Scott Pendlebury said players were prepared for any public backlash about a  strike
Scott Pendlebury said players were prepared for any public backlash about a strike BEN MACMAHON

Pendlebury flags pre-season player boycott

AFL: Collingwood captain Scott Pendlebury says he would go on strike in the pre-season to help players secure a set percentage of AFL revenue.

Pendlebury says players are open to providing more media access, in line with American sports, to help fuel the game's growth as part of the latest pay talks.

The AFL is adamant the players will be financially rewarded in the next collective bargaining agreement, but negotiations continue to drag on.

Pendlebury, 29, said the players would not hesitate to sit out matches, or parts of games, in the pre-season series, to help send a strong message.

"I have no qualms about sitting down in the first quarter, not at all," Pendlebury said in a new Collingwood podcast.

"You model yourself off what the best businesses in the world have done, and sporting leagues.

"The NBA has had two lockouts and played a 50-game season instead of an 82-game season to prove a point that, as players, we need to be more respected than what they felt they were.

"We listen to Marshy (AFL PA CEO Paul Marsh), we take his advice. If he comes to this football club, and he said 'Scott, in order to get this deal moving, we need you to sit out the first quarter', (then I would strike).

"And Jobe Watson has already put it on the agenda a few years ago. If Jobe's going to, and he is one of the most respected figures in the game, (then I would)."

Pendlebury said the players would not shy away from their set percentage plan in the event of a stand-off with the league.


Scott Pendlebury of the Magpies (left) and Patrick Dangerfield of the Cats contest during the round 9 AFL match between the Collingwood Magpies and Geelong Cats at the MCG in Melbourne, Saturday, May 21, 2016. (AAP Image/Julian Smith) NO ARCHIVING, EDITORIAL USE ONLY
Scott Pendlebury tackles fellow superstar midfielder Patrick Dangerfield JULIAN SMITH

Negotiations are set to ramp up in coming weeks.

"As the game grows, key stakeholders need to grow with it, so it's something we are going to fight for," Pendlebury said.

"I don't think the players are going to blink, either.
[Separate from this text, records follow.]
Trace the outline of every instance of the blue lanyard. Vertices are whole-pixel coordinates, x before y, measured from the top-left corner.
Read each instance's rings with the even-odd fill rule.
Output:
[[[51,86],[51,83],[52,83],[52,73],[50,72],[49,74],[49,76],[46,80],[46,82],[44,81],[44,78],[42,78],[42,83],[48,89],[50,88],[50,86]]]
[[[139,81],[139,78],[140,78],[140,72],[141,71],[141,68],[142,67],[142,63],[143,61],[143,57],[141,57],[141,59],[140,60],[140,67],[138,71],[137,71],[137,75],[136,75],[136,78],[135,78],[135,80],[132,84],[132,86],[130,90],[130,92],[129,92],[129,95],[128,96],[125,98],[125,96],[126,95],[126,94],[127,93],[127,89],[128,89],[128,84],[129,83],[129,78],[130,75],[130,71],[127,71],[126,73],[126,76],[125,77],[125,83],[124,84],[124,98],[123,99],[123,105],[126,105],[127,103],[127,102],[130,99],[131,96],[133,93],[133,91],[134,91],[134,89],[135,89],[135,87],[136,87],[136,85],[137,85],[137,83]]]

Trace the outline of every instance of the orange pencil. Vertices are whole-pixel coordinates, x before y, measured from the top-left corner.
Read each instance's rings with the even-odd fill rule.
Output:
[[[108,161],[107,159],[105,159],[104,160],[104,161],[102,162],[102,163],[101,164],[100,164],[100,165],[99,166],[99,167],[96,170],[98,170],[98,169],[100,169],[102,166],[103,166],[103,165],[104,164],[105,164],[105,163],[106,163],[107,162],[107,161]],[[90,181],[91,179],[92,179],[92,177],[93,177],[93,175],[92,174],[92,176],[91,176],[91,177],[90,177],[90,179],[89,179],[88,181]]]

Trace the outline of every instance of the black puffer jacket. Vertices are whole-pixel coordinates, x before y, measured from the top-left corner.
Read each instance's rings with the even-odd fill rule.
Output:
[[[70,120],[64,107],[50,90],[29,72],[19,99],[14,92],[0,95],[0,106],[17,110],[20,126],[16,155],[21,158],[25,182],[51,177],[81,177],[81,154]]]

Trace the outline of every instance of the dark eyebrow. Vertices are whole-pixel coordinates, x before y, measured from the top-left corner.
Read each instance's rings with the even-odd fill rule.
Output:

If the AFL is not going to blink, the players won't blink.

"Who knows what will happen when the ball goes up in the first NAB Cup (now JLT Community Series) game."

A five-time best-and-fairest winner and five-time All-Australian, Pendlebury said the players were prepared for any public backlash about a player strike, if it occurred.

Marsh this week said a strike was unlikely, but remained a live option.

But Pendlebury said the players would do whatever they considered necessary.

"They (fans) will be spewing (about a strike or sit-down) and rightly so," he said.

"But they will understand when the media print the story and print all the facts, they will read about it and educate themselves and understand it's all for a bigger product.

"And they (fans) will enjoy the game in the next season when the game is so much better when they get so much more player access."

Pendlebury also opened up on the prospect of taking on former premiership teammate Travis Cloke in Round 1 against the Western Bulldogs.

"I think it will weirder for him than it will be for us because he is coming up against his old side and he is coming up against 22 guys that he knows," Pendlebury said.

The brilliant Magpies midfielder said there would probably be some on-field banter with Cloke.

"Yeah there will be but it will be funny if Trav tries to bite back to see if he gets it right," he said, laughing.

Pendlebury said there was no bad blood.

"Trav wanted to go, the club was happy to facilitate a trade and it's been great for him to get to the Bulldogs," he said.

"It's weird when I see him running around in the red white and blue, but at Collingwood, we wish him all the best for Round 2."